The Court remarked that Murphy’s stipulations were strong medicine. Arkansas law, Ark. R. Civ. P. 8(a)(2), permitted Murphy to plead her damages specifically, and she did so. The Court pointed that had Murphy not pleaded her damages with specificity, absent greater damages being later demanded or tried without objection, Arkansas law would hold her recovery in this diversity case to an amount less than the jurisdictional threshold.
Likewise, stipulations are recognized and widely used in Arkansas practice, Ark. R. Civ. P. 29. The Court noted that as Chief Judge Holmes recognized on similar facts in a similar case–Harris v. Sagamore Ins. Co., 2008 WL 4816471, at *3 (E.D. Ark. Nov. 3, 2008), all the material circumstances would judicially estop Murphy from changing her tune when the case returns to state court. (Editors’ Note: See the CAFA Law Blog analysis of Harris posted on June 16, 2009). The related doctrine against taking inconsistent positions, which Arkansas also recognizes, would stand in Murphy’s way too.
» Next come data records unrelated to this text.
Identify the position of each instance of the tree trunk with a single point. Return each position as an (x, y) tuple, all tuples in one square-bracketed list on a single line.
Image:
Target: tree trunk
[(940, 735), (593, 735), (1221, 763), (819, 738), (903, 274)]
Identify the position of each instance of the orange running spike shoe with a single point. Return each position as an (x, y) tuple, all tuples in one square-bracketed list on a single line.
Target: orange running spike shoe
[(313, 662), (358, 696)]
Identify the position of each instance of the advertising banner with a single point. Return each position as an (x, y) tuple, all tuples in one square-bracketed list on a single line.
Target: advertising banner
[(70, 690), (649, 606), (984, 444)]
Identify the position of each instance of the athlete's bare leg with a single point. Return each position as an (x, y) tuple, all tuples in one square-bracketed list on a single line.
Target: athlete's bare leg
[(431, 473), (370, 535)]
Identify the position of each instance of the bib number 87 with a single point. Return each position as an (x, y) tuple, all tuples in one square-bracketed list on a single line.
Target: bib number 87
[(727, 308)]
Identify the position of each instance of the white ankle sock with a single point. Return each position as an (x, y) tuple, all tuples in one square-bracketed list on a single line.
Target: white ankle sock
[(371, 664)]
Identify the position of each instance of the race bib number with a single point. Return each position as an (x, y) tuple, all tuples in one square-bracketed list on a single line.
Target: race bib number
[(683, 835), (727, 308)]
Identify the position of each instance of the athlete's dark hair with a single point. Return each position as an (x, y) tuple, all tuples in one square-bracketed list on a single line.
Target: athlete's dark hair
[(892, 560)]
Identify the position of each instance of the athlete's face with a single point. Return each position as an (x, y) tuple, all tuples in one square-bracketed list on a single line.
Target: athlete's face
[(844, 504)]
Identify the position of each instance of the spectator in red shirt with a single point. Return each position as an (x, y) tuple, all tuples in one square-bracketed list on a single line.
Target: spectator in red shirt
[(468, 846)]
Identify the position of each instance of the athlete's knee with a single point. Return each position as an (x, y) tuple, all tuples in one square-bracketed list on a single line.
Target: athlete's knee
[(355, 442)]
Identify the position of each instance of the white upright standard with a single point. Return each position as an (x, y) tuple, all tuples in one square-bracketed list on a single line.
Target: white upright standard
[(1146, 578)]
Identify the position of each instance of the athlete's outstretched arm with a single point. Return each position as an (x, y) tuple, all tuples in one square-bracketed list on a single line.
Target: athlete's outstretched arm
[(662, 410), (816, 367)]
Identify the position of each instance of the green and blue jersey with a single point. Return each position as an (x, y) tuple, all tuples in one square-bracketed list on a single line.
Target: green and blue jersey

Reebok countered that Murphy’s self-imposed limitations on damages breaks faith with her duties to the proposed class. Although, Murphy’s pleading on this point must be in good faith, the Court found no lack on this score.
First, Reebok’s more than $100 million in nationwide sales of its toning shoes did not establish that Murphy had sold out the proposed class. In light of Murphy’s claim for disgorgement of profits, this gross number meant little on jurisdiction. Nor had Reebok indicated what part of this number was Arkansas-related.
Second, because Murphy’s stipulation was unequivocal: “all damages are capped below the statutory thresholds”, the possibility of award of punitive damages would not push the amount beyond the jurisdictional limit.
Third, Arkansas law makes class certification easier in state court than federal law does in federal court, and Murphy candidly acknowledged her law-driven forum preference. The Court opined that accepting a damage cap in return for less rigorous certification law may be a wise tactic in this case.
Fourth, Reebok’s attack on the stipulations went more to Murphy’s adequacy as a class representative and counsel’s adequacy as class counsel than to good faith.
Fifth, because a similar Arkansas-consumers proposed class was pending in the Western District of Arkansas and several similar proposed nationwide-class cases were pending in other federal courts, Arkansawyers who bought Reebok’s toning shoes but were dissatisfied with Murphy’s damage stipulations could always opt out of this case and consider their alternatives, the Court concluded.
Finally, Reebok forcefully argued that CAFA opened “the federal courts to corporate defendants out of a concern that the national economy risked damage from a proliferation of meritless class action suits.” The Court maintained that CAFA, however, drew an unambiguous jurisdictional line about the amount in controversy, and Reebok had not shown by a preponderance of the evidence that Murphy’s suit crossed that line.